Traceability of Deep Learning: Cooking With ML and GitOps

In this blog post, I’ll share how we at Primaa cook up deep learning models, from experimentation to production, all while ensuring complete traceability of the process. We also provide our customers with custom models that are fine-tuned to their specific data.

Published in

Better Programming

10 min readMay 23, 2023

Cleo, Our Lovely and Challenging Digital Pathology Product

Primaa’s main product, Cleo, is designed to assist pathologists in diagnosing cancer. In a nutshell, Cleo connects to slide scanners, runs analyses based on numerous ML models, and presents the results in its own user interface.

At its core, the ML component takes a Whole Slide Image (WSI) as input, which is a very high resolution image of a histological section, and outputs a variety of visual information, such as heatmaps, polygons or regions. Additionally, several cancer biomarkers are detected during the analysis, including invasive carcinoma and mitosis.

We faced five major challenges while developing Cleo’s ML components:

WSI are very large files (from 1 to 4Gb, depending on the resolution), with resolutions reaching several hundred thousand pixels.
A dozen deep learning models are involved in each analysis.
The detection of some biomarkers depends on others, for instance, mitoses can only be found where invasive carcinoma is detected.
Each pathology laboratory has its own histological section-making process and scanner configuration, leading to variability in input data.
Although Cleo can easily be deployed in a cloud environment, all of our customers, due to the sensitive nature of the data, prefer to install it on their own infrastructure.
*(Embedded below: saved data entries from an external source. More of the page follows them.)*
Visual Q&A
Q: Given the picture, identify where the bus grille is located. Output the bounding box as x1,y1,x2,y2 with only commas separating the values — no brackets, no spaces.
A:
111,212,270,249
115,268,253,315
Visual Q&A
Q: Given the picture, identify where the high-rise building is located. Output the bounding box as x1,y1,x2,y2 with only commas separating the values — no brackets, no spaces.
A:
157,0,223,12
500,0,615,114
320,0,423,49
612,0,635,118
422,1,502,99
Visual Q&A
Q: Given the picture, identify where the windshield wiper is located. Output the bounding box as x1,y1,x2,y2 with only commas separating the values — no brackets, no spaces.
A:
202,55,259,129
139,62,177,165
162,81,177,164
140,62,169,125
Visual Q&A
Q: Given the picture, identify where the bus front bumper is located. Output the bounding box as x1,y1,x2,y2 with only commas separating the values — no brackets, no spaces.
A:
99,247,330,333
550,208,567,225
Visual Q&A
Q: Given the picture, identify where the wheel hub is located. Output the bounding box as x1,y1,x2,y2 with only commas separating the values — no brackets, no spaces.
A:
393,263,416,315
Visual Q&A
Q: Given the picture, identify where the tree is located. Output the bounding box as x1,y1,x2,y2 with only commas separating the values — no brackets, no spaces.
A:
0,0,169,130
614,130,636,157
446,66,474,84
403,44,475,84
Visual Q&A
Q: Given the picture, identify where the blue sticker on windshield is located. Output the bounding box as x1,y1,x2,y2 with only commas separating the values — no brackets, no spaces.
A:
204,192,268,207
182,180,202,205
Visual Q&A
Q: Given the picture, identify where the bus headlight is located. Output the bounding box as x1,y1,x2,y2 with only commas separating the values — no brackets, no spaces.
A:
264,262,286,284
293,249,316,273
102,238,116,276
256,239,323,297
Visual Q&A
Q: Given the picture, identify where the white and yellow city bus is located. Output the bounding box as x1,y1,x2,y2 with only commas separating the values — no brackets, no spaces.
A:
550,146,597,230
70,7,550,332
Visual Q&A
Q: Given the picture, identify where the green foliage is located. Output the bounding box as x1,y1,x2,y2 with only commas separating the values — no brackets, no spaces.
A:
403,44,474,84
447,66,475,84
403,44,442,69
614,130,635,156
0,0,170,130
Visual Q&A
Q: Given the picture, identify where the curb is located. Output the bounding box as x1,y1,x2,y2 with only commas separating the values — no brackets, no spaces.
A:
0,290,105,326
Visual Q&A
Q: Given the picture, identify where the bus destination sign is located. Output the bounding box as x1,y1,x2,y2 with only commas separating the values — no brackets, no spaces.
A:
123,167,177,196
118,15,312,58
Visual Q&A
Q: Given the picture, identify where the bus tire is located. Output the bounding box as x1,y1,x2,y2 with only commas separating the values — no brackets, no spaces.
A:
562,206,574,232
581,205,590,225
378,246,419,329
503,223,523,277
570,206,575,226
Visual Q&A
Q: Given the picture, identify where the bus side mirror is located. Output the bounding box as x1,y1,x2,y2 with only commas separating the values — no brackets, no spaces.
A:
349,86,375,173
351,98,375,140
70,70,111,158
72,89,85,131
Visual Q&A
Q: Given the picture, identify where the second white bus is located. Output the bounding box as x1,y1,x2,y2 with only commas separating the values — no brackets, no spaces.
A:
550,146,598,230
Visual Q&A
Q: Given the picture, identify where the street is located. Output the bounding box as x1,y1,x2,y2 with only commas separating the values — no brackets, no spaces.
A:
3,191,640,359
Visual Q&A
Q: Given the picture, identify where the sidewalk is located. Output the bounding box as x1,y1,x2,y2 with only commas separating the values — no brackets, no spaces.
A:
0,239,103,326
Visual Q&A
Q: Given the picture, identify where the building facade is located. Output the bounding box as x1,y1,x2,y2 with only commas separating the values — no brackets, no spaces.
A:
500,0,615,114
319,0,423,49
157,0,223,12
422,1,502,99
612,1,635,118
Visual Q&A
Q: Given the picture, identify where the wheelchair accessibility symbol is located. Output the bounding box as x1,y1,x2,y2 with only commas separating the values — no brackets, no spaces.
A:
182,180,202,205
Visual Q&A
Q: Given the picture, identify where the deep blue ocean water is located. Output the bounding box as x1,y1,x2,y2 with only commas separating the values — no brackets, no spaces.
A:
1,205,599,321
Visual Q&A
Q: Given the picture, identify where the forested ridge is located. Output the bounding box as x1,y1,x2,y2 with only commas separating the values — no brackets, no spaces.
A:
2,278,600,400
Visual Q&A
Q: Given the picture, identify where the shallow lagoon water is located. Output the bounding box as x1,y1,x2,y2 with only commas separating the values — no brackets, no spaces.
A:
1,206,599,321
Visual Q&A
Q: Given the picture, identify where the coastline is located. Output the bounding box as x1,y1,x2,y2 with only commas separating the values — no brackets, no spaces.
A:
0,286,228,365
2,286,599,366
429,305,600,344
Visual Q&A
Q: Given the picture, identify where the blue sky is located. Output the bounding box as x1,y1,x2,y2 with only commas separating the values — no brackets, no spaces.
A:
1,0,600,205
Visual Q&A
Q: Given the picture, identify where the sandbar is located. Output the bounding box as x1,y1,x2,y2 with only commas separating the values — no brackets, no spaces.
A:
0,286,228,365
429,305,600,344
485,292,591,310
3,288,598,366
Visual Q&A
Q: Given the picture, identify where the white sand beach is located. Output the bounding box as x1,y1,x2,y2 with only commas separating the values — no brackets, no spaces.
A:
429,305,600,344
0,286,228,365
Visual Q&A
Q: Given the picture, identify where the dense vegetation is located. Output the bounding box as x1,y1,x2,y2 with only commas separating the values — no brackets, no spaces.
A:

Therefore, the constraints we defined to design the ML components were:

The ML component cannot be further split into sub-components, e.g., one for each model. All models and logic should be embedded in a single Docker image. This is primarily because it facilitates the on-premise deployments, and most importantly, because the WSI must be divided into a large number (tens of thousands) of small tiles that are passed to the DL models. Having these models in separate components would lead to incredibly high network overhead.
The component must be fully configurable (model weights and other parameters) since the models are fine-tuned on each customer’s data to account for variability in slide preparation.
Traceability is essential for regulatory purposes. It is crucial to track and retrieve all models and configuration cooking, along with the data on which they were trained.
Training models for a new customer should not take too much time for our AI team.

In the next sections, I’ll present the three main stages of our journey from experiments to production for our ML component.

Experimenting

The Rise of PrimaaML: Principles

The first step in the ML journey is experimentation. To help our AI team quickly test new ideas, we developed an internal framework, uncreatively called PrimaaML. Initially, this framework aimed to provide tools that would prevent the AI team from writing the same code repeatedly: model pre and post processing, WSI splitting, filtering, etc. In other words, all components involved in the analysis before and after the model training stage.

Later, we added abstraction to the tools to create clean and clear APIs for each component. This way, data scientists only had to change a component without worrying about the rest of their code: components became plug-ins.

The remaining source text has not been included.